A: The widely recognized, stately theme that most Americans associate with the Olympics is actually a piece called “Bugler’s Dream” and was written in 1958 by Noël “Leo” Leon Marius Arnaud.
Born July 24, 1904, in Lyon, France, Arnaud studied music with Maurice Ravel (“Bolero”) and Vincent D’Indy before immigrating to the United States in 1931. He settled in Hollywood, where he worked as a composer, arranger and orchestrator for the film industry.
In 1958, he was commissioned by the famed violinist/conductor Felix Slatkin to write a piece for an album of military music called “Charge!” Arnaud responded by writing “Bugler’s Dream.”
ABC was the first network to use the piece when it broadcast the 1968 Winter Olympics in Grenoble, France. ABC also used it for its show, “ABC’s Wide World of Sports.” It was so popular and distinctive that NBC retained the rights to use the music when it won the broadcasting rights in 1992. With the 1984 Summer Olympics in Los Angeles, John Williams composed “Olympic Fanfare and Theme,” which is often played as a medley with Arnaud’s theme.
Arnaud retired in 1980 to his wife’s hometown of Hamptonville, N.C., where he lived until his death in April 1991.
Q: The song at the end of a recent rerun of the crime drama “Cold Case” had the words “How do I get you alone?” Is this the name of the song? Who is the singer?

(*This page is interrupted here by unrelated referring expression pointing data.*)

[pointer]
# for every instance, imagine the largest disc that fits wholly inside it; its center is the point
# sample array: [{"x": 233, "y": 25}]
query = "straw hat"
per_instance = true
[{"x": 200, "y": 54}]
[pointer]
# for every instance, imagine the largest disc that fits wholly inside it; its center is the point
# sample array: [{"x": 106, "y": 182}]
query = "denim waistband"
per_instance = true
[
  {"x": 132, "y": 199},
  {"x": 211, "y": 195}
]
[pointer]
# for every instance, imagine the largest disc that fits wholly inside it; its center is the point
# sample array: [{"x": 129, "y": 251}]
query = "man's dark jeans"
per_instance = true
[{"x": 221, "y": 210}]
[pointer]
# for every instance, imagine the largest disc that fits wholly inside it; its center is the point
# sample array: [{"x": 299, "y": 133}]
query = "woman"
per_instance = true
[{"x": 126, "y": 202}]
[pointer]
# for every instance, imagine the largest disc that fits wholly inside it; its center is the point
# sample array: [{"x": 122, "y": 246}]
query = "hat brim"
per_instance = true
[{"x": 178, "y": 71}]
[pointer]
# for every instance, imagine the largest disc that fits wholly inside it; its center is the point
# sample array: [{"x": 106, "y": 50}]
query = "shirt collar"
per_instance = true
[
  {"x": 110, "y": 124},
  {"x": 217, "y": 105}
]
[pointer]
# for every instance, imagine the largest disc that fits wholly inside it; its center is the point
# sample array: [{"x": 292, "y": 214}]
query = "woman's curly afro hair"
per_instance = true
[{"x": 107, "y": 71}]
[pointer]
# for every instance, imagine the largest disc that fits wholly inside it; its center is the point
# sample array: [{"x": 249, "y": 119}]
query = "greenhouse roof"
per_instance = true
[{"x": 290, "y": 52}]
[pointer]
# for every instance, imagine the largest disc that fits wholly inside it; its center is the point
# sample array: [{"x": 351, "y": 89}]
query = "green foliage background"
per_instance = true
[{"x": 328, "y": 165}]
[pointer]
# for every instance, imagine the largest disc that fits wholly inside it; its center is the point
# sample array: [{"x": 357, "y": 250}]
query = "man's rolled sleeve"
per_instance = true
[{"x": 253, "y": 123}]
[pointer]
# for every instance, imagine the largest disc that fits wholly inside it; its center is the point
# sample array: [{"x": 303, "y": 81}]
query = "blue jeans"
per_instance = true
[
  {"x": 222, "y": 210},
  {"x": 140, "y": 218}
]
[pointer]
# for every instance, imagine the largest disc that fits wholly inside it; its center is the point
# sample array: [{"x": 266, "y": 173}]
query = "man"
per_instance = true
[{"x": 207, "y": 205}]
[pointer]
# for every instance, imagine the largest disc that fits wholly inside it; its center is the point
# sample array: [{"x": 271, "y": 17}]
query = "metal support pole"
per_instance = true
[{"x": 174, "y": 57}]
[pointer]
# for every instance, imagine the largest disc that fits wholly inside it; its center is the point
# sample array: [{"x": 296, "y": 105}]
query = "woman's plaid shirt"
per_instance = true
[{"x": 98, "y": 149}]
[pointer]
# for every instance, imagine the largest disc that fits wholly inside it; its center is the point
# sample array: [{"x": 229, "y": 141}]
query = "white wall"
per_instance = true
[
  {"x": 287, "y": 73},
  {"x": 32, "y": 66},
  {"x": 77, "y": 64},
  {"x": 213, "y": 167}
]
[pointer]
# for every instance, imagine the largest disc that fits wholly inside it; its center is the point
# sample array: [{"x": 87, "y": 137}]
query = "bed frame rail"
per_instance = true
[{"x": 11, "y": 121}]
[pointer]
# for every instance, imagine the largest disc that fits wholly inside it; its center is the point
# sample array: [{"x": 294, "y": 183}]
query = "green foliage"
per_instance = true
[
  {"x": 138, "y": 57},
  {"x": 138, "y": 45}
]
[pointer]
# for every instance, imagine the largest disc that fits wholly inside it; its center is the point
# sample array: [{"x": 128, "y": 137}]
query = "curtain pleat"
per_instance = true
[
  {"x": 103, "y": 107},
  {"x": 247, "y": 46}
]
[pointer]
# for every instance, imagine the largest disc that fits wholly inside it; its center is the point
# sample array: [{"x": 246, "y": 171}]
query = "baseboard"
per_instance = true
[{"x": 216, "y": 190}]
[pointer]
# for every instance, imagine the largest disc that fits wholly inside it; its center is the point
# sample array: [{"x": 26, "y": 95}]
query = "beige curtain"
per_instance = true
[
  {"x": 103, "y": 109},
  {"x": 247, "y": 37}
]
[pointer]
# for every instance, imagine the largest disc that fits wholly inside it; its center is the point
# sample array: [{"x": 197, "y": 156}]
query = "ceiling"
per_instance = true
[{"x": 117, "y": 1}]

A: The song that you heard on “Cold Case” was “Alone” by Heart. Although the group originated in Vancouver, British Columbia, in the early ’60s, it didn’t have much success until Ann and Nancy Wilson joined the band in the early ’70s.
The band’s debut album, “Dreamboat Annie,” was released in 1975 and was a big seller due in large part to the hits “Magic Man” and “Crazy on You.” The group's second album, “Little Queen,” was also a hit and included one of the band's most famous songs, “Barracuda”.
The next two releases, 1978’s “Dog & Butterfly” and 1980’s “Bebe Le Strange,” continued an impressive run of hit albums. During the early ’80s, however, the band's success subsided for a while as the next two albums failed to reach the top 10.
After a mid-’80s makeover for the MTV era and dropping its rock edge in favor of more mainstream songs, Heart's self-titled album brought it back to the charts in 1985 and eventually peaked at No. 1. With four Top 10 hits including the No. 1 song “These Dreams,” Heart was bigger than ever.
Heart's next albums, 1987’s “Bad Animals,” which reached No. 2 on the album charts and included the No. 1 hit “Alone,” and 1990’s “Brigade,” which included the No. 2 hit “All I Wanna Do Is Make Love To You,” continued its hot streak. Since then, Heart has only had moderate success on the charts.